Now comes the hard part.
After announcing plans to close about one out of every six schools in the city, Superintendent William R. Hite Jr. can expect an onslaught of opposition.
Hite has to stand firm. But he needs the School Reform Commission, City Council, and Mayor Nutter to stand with him. Some adjustments may be in order, but they all know closing schools is a necessary ingredient in making the financially struggling School District healthy.
The largest contraction of schools in the city's history would impact 17,000 students and 2,000 employees. Closed would be 22 elementary, four middle, and 11 high schools, but the plan announced last week by Hite could be revised before the SRC votes on it in March.
Whether Hite, who has been on the job only a few months, can stand his ground will be the first major test for his administration. He deserves credit for making an unpopular but necessary decision to shutter schools, relocate programs, and reconfigure grades.
An anticipated $28 million in savings from the changes would help the cash-strapped district. Hite has rightly promised those funds would be invested heavily in academic programs and safety.
There undoubtedly will be stiff opposition to the closures, not only from students and parents who want to keep neighborhood schools, but also union leaders trying to protect members' jobs.
Whatever adjustments are made in the plan must be rational. Too often in the past, the district has let emotions dictate school-closing decisions. As a result, Philadelphia school buildings are only 67 percent occupied. The district has 70,000 vacant classroom seats. More than 50,000 students have fled to charter schools. Hite's plan will raise occupancy to 80 percent, but the ideal rate is 85 percent.
The school-closing recommendations are part of the district's first comprehensive facilities plan in 15 years. With dwindling resources, the district can no longer afford to maintain and staff excess buildings. But Hite's plan considers not only the financial rewards of school consolidation, but the academic benefits in a system where most students cannot meet federal benchmarks for reading and math.

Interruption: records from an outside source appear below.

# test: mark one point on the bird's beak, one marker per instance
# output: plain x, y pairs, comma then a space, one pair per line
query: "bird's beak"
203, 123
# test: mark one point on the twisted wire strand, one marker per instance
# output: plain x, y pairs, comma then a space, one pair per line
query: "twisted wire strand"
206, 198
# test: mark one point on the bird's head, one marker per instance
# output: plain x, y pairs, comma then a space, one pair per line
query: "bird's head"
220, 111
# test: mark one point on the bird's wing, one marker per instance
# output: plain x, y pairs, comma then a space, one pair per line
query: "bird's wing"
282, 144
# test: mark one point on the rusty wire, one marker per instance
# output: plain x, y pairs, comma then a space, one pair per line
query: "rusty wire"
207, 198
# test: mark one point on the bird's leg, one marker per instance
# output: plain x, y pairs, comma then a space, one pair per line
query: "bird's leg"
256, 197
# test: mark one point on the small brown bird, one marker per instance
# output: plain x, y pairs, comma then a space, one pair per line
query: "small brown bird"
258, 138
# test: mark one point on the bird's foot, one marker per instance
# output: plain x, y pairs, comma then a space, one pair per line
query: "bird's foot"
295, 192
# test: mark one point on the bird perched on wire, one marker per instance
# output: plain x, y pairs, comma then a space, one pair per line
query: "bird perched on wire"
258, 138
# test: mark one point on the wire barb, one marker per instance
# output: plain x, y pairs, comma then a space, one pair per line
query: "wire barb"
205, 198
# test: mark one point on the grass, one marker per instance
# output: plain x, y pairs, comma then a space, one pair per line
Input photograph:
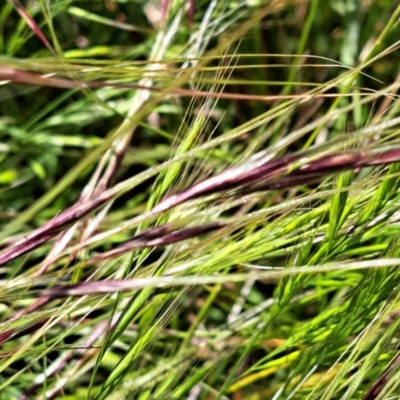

Most of the schools targeted for closure have too few students for their size and are not doing well academically. Shaw Middle in Southwest Philadelphia, for example, has only has 193 students in a facility built for 1,071. Attending a half-empty school isn't good for students who could be benefitting from programs and activities at schools with more staff.
One particular concern that must be addressed as students are assigned to schools in unfamiliar neighborhoods farther away from their homes is their safety. That's not just a School District issue; it's an issue for the Police Department. Student safety, however, can be achieved, even if it means deploying officers differently.
No obstacle should stand in the way of right-sizing the district so it can provide the best possible education for Philadelphia's children.